4° L'importante publication de M. Henri Doniol, Histoire de la participation de la France à l'établissement des États-Unis d'Amérique[1], qui a mis au jour les documents conservés dans les archives des Ministères des Affaires étrangères et de la Marine.

5° L'ouvrage de M. Charlemagne Tower, The marquis de La Fayette in the American Revolution[2], où se trouvent les documents empruntés aux archives des États-Unis.

6° Les Archives nationales, où j'ai consulté les dossiers des assemblées provinciales d'Auvergne et des deux assemblées des notables de 1787 et de 1788, et les documents relatifs au rôle de La Fayette à la tète de la garde nationale parisienne et de l'armée du Centre.

7° Les répertoires de MM. A. Tuetey et Maurice Tourneux, la publication de M. Aulard sur les Jacobins, et le recueil de M. Sigismond Lacroix sur les actes de la Commune de Paris.

 

J'ai aussi compulsé les journaux, les pamphlets, les biographies de La Fayette, notamment la dernière, due à M. A. Bardoux, la vie de la duchesse d'Ayen par sa fille, et celle de la marquise de La Fayette par Mme de Lasteyrie, la biographie du général américain Johann Kalb par M. Friedrich Kapp, le livre du Dr Jules Cloquet, et les collections particulières.

Enfin la bibliographie et l'iconographie n'ont pas été oubliées, et le texte est illustré de six portraits de La Fayette aux périodes principales de sa vie, de reproductions d'estampes et de caricatures, de fac-similé d'autographes, etc.
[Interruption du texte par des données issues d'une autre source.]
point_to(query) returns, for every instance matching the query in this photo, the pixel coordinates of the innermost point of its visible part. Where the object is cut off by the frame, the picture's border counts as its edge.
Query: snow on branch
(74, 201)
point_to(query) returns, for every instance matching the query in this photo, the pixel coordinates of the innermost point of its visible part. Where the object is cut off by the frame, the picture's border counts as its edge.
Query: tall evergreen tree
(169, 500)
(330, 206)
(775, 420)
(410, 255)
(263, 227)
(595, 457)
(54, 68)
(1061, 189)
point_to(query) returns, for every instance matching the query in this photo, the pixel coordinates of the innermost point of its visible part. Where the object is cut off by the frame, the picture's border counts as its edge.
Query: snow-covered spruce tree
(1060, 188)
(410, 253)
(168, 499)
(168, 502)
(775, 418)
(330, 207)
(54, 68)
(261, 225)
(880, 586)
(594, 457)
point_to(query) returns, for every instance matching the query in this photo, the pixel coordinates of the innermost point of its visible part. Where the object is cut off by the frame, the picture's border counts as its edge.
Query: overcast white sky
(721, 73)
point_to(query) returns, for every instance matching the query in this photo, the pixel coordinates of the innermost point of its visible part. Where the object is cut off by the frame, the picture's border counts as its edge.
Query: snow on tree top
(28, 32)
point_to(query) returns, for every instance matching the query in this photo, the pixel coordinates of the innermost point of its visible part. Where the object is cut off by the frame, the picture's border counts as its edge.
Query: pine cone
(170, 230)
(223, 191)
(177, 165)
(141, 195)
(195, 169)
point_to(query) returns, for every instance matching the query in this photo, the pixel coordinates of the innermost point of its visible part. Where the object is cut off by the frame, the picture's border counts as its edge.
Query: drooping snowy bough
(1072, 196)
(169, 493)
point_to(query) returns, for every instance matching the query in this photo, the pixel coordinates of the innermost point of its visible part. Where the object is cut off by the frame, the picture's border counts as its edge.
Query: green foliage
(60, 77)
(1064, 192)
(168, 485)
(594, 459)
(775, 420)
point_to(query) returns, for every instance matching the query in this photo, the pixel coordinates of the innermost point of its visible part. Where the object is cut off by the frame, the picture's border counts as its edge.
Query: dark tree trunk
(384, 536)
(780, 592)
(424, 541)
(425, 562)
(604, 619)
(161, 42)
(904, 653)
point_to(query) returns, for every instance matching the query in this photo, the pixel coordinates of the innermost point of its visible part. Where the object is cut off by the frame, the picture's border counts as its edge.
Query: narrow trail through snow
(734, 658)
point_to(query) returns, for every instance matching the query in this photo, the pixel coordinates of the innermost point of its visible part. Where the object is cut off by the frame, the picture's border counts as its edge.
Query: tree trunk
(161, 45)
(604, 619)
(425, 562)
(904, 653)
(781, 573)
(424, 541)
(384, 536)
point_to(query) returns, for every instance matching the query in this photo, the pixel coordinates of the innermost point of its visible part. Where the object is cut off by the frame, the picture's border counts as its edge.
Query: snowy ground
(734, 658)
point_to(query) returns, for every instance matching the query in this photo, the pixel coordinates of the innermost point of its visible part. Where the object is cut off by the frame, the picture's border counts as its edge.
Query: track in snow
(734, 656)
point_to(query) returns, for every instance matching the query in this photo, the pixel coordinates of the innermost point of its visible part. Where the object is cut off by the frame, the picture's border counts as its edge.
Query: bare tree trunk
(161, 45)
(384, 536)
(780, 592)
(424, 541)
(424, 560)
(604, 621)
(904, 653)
Il convient de signaler le portrait de La Fayette, dessiné par Eugène Devéria après 1830, document inédit, dont je dois l'indication à l'obligeance de mon collègue, M. Henri Bouchot.

Grâce à ces sources, dont plusieurs étaient restées inédites ou n'avaient pas encore été utilisées, j'ai pu constituer une biographie de La Fayette qui permettra au lecteur de suivre pas à pas notre héros dans sa longue et romanesque carrière et de mieux embrasser peut-être les développements d'un esprit assez difficile à pénétrer. Je me suis efforcé d'appliquer à ce sujet moderne les méthodes critiques employées par les médiévistes et que je dois aux précieux enseignements de mes maîtres de l'École des Chartes. Les érudits ont pour mission de frayer la route aux historiens. Que d'erreurs, que d'inexactitudes auraient été épargnées à ceux-ci par des travaux préparatoires, qu'ils n'ont ni le loisir, ni la possibilité d'entreprendre ! Les esprits généralisateurs ont besoin de tels auxiliaires, et c'est une tâche honorable et utile que d'apporter ainsi sa pierre au monument qu'il leur appartient d'édifier. Cette tâche a été le souci et, je peux dire, le charme et la consolation de ma vie. Puisse cet essai être profitable aux historiens et plaire à ceux qui cherchent des faits et non des mots !

 

ÉTIENNE CHARAVAY.

 

 

 



[1] Cet ouvrage, dont la publication commença en 1886, comprend cinq volumes et a obtenu le grand prix Gobert.

[2] Ce livre, publié à Philadelphie en 1891, a deux volumes et n'a pas encore été utilisé par les biographes français.